04.04.2021 Der evangelische Bischof Christian Stäblein (53) hat sich in seiner Osterpredigt zu einer «ziemlich banalen Angst vor Hunden» bekannt. «Jeder, der schon mal mit mir spazieren gegangen ist, weiß das», sagte der Bischof der Evangelischen Kirche Berlin-Brandenburg-schlesische Oberlausitz vor coronabedingt weitgehend leeren Kirchenbänken im Berliner Dom auf der Museumsinsel. Gläubige hatten für den Gottesdienst einen negativen Corona-Test vorweisen müssen.

Christian Stäblein, Bischof der Evangelischen Kirche Berlin-Brandenburg-schlesische Oberlausitz. Foto: Fabian Sommer/dpa/Archivbild © dpa - Deutsche Presse-Agentur GmbH

«Wenn sich ein Hund nähert, irgendwo im Park oder auf der Straße, entsteht bei mir langsam steigende Unruhe», schilderte Stäblein seine Angst. Manchmal versuche er es mit dem Tipp eines Freundes und spreche mit lauter ruhiger Stimme: «Du bist ein schöner Hund, du bist ein guter Hund.» Der oder die Hundebesitzerin versichere meist, der Hund tue «wirklich nichts». Das helfe ihm aber «eher nicht».

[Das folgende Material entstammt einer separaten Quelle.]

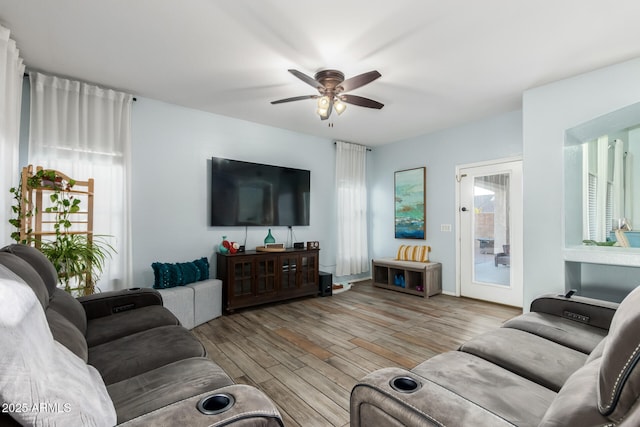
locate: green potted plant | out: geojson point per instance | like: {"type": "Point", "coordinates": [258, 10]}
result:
{"type": "Point", "coordinates": [78, 257]}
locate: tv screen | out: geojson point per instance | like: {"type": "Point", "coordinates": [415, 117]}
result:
{"type": "Point", "coordinates": [254, 194]}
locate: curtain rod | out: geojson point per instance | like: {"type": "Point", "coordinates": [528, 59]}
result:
{"type": "Point", "coordinates": [27, 75]}
{"type": "Point", "coordinates": [368, 149]}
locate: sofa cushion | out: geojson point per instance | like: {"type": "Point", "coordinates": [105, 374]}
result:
{"type": "Point", "coordinates": [108, 328]}
{"type": "Point", "coordinates": [575, 404]}
{"type": "Point", "coordinates": [160, 387]}
{"type": "Point", "coordinates": [144, 351]}
{"type": "Point", "coordinates": [36, 370]}
{"type": "Point", "coordinates": [510, 396]}
{"type": "Point", "coordinates": [569, 333]}
{"type": "Point", "coordinates": [619, 379]}
{"type": "Point", "coordinates": [62, 302]}
{"type": "Point", "coordinates": [15, 268]}
{"type": "Point", "coordinates": [38, 261]}
{"type": "Point", "coordinates": [530, 356]}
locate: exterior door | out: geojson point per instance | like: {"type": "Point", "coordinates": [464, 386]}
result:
{"type": "Point", "coordinates": [490, 232]}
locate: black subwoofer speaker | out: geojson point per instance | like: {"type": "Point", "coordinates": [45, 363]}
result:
{"type": "Point", "coordinates": [326, 284]}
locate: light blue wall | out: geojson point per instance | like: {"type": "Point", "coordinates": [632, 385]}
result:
{"type": "Point", "coordinates": [172, 148]}
{"type": "Point", "coordinates": [488, 139]}
{"type": "Point", "coordinates": [548, 111]}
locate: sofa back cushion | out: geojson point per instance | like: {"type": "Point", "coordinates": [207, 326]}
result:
{"type": "Point", "coordinates": [38, 261]}
{"type": "Point", "coordinates": [70, 308]}
{"type": "Point", "coordinates": [35, 370]}
{"type": "Point", "coordinates": [14, 267]}
{"type": "Point", "coordinates": [67, 334]}
{"type": "Point", "coordinates": [619, 376]}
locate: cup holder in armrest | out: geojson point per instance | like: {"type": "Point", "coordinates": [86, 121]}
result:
{"type": "Point", "coordinates": [404, 384]}
{"type": "Point", "coordinates": [215, 403]}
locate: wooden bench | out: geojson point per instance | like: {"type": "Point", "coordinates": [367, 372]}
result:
{"type": "Point", "coordinates": [412, 277]}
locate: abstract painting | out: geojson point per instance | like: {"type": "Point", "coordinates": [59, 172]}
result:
{"type": "Point", "coordinates": [409, 186]}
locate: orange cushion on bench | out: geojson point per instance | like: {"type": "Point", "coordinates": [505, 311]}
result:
{"type": "Point", "coordinates": [418, 253]}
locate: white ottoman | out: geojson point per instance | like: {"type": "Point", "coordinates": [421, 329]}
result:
{"type": "Point", "coordinates": [207, 300]}
{"type": "Point", "coordinates": [179, 301]}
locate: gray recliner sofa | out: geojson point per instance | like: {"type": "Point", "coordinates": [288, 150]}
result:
{"type": "Point", "coordinates": [570, 361]}
{"type": "Point", "coordinates": [106, 359]}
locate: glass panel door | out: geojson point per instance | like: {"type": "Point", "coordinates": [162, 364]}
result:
{"type": "Point", "coordinates": [490, 232]}
{"type": "Point", "coordinates": [491, 223]}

Für Stäblein ist dies ein einfaches Beispiel für den Sinn des Satzes im Osterevangelium des biblischen Evangelisten Markus: «Fürchtet Euch nicht». Stäblein: «Es ist trotz aller guten Rufe nicht mit der Furcht vorbei. Neben dem Jubel bleibt auch das Gefühl, total ausgeliefert zu sein.» Dazu gehöre die Angst. «Wenn sie allerdings einen Tick kleiner, weil ja vom Wissen umfangen, dass sie grundlos ist, dann ist es gut. Und wird unserer Gesellschaft gut tun», sagte der Geistliche.